Dirigida por Víctor Gaviria, la película narra la historia de Amparo, de cómo es violada, amenazada y apaleada por aquel hombre que se encaprichó con ella y a los 18 años, la secuestra y la mantiene cautiva como esclava sexual. El título alude al punto de vista que mantiene la comunidad respecto a Amparo a lo largo de la película. Al dirigirse a ella como ‘‘la mujer del animal’’ están transformando a Amparo a una mera posesión de su secuestrador. No sólo legitiman una unión forzada basada en el uso de la violencia y la sumisión, sino que normalizan la cultura de la violación al verse bloqueadas y desprovistas de herramientas para combatirla.

Libardo, cumpliría todos los requisitos para ser uno de los sicarios de Pablo Escobar: es despiadado, agresivo, ‘‘viril’’, y tremendamente violento. Pero, al menos, los sicarios que ficcionaliza Netflix en su célebre serie Narcos son personajes complejos, con una psiche bien definida, ambiciones y conflictos internos. ‘‘El animal’’ de esta historia es un depredador enloquecido y un violador en potencia porque sí. No existe progresión dramática del personaje a lo largo del guion, ni entendemos por qué se comporta de esa manera. Es un sujeto deshumanizado, poseído por un instinto demoniaco que le lleva a hacer el mal porque sí, porque nació malo y morirá malo. Un retrato algo simplista de un criminal.

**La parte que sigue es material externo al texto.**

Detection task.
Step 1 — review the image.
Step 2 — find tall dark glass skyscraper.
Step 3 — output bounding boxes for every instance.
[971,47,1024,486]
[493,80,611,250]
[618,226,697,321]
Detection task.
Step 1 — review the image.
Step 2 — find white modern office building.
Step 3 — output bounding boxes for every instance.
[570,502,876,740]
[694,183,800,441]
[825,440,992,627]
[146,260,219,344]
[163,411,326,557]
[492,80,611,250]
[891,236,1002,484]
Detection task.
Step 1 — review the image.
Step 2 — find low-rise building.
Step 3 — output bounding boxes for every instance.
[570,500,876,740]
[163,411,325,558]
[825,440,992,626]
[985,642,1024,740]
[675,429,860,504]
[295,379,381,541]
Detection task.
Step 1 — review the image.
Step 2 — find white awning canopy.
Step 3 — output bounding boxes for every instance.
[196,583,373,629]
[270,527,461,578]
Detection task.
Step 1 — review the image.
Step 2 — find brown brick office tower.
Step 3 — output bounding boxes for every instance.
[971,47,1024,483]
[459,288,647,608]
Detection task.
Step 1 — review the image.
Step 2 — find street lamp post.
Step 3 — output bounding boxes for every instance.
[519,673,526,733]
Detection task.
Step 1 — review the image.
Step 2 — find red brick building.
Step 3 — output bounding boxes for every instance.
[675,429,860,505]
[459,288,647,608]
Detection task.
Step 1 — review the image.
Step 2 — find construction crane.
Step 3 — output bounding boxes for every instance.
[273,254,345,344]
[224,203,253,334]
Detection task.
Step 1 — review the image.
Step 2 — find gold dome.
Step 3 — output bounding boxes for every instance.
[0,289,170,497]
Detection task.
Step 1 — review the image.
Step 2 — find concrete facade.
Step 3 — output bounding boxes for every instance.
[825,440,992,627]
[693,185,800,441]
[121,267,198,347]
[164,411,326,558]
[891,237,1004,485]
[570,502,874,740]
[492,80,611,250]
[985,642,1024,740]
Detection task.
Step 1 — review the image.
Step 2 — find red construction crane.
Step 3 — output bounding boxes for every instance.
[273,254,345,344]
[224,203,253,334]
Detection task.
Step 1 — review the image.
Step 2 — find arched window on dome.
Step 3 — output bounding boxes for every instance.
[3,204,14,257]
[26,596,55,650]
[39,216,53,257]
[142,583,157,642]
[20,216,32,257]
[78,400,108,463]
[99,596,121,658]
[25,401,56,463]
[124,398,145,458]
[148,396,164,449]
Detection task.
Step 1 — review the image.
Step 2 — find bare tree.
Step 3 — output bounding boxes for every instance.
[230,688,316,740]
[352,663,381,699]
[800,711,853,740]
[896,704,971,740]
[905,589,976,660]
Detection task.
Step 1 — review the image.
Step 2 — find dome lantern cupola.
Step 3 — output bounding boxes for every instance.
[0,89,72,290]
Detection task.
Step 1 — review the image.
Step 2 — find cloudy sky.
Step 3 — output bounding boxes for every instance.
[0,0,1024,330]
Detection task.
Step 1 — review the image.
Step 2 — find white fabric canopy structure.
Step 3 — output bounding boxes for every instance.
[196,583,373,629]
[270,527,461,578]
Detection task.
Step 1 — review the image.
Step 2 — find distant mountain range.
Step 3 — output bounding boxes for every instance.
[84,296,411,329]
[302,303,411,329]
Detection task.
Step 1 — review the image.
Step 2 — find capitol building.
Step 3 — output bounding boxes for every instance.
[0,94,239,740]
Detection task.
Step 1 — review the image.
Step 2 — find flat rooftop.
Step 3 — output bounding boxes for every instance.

Esta película es un drama social, oscuro y desesperanzador, en el que resulta excesiva la violencia a nivel argumental. Cansan tantas secuencias de palizas, amenazas, gritos, violaciones, una detrás de otra sin ningún respiro ni atisbo de esperanza hacia las víctimas. Sin progresión ninguna a través de los años.

Existen escenas muy potentes de la vida de Amparo en cautiverio. De la supervivencia en medio de la miseria moral y material. De los días seguidos sin comer. La actriz Natalia Polo, no profesional, convierte la historia en algo auténtico y verídico. Recuerda al personaje que interpreta Brie Larson en la película estadounidense Room. Por la descripción del cautiverio, del terror creciente hacia los captores, de la anulación de la voluntad, y los juegos de poder que se establecen con éstos. Pero si en esta última película la identificación con la protagonista es plena, en La mujer del animal no funciona de la misma manera. La crudeza de la situación no logra conmover al espectador lo suficiente Se vive como una realidad distante, desde fuera. Son múltiples las desgracias humanas que se suceden pero los mecanismos de identificación con las víctimas fallan.

Con muy buena factura técnica, el film tiene una iluminación cuidada y medida al milímetro. Gaviria apostó por un naturalismo estético con composiciones y encuadres muy pulidos, alejado del look habitual del drama social. De hecho, La mujer del animal ganó los premios de Mejor Montaje y Mejor Director en la edición del Festival de Cine de Málaga de este año.

Es, en cualquier caso, una propuesta original y valiosa por denunciar la violencia sexual contra las mujeres, pero que pierde fuerza en su mensaje por no aportar una mirada más profunda en la relación víctima-agresor. Asimismo ofrece un desenlace simplista que no ahonda en el origen de esta violencia e incluso que lo minimiza a la existencia circunstancial de un depredador enloquecido. ‘‘Muerto el perro se acabó la rabia’’ pero ‘‘muerto el violador no se acaba la violencia sexual’’. Ni en esa aldea sin ley de Latinoamérica, ni en la España de la década actual.